Wednesday 6 May 2009

Mr Draper departs

Tomorrow's Guardian confirms that Derek Draper has resigned as editor of LabourList in the wake of the smears scandal which has rocked the government and Labour Party.

Deputy editor Alex Smith will take over as editor. I have received a message from Alex tonight saying that he has signed the ethic of progressive blogging statement published by Next Left and various Labour blogs after the scandal. Which sounds a good start.

The Guardian reports:


Friends of Draper said he had consulted widely over past the two weeks on whether to remain editor, and the bulk of the advice was to resign. But they insisted "he jumped and was not pushed".

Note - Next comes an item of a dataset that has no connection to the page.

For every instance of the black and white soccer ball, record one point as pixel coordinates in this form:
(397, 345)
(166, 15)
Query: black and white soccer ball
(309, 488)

Ministers had boycotted the site for the past fortnight, and the party had cut Draper loose after the episode which engulfed Brown and left No 10 mired in claims of dirty tricks and sleaze.

...

He also admitted he got the tone of LabourList wrong sometimes "being too strident, aggressive and obsessed with the blogosphere." Draper got embroiled in furious rows with other bloggers. He said it had become clear "my continued editorship can only detract from what LabourList needs to do now".

Draper will concentrate on his therapy practice and limit his politics to delivering leaflets for his local party. It is the second time he has had to quit frontline Labour politics. In 1998 he was embroiled in controversy over lobbying.


Derek Draper has himself circulated a message to contributors saying


"There should be a small story in tomorrow's Guardian saying I have passed the editorship of LabourList to my deputy Alex Smith. My words are on The Guardian website now and are self-explanatory. Just to emphasise again how sorry I am for my part in it all and here's to a successful future for LabourList. Please give it and Alex all the support you can".


Several LabourList contributors, including David Chaplin and Steve Race, have suggested that the site should now take a different approach, including doing more to act as one hub for the broader Labour and left blogosphere.

It will undoubtedly take some time for LabourList to get it right - but Next Left looks forward to contributing to its attempts to contribute to the debates we need on the left.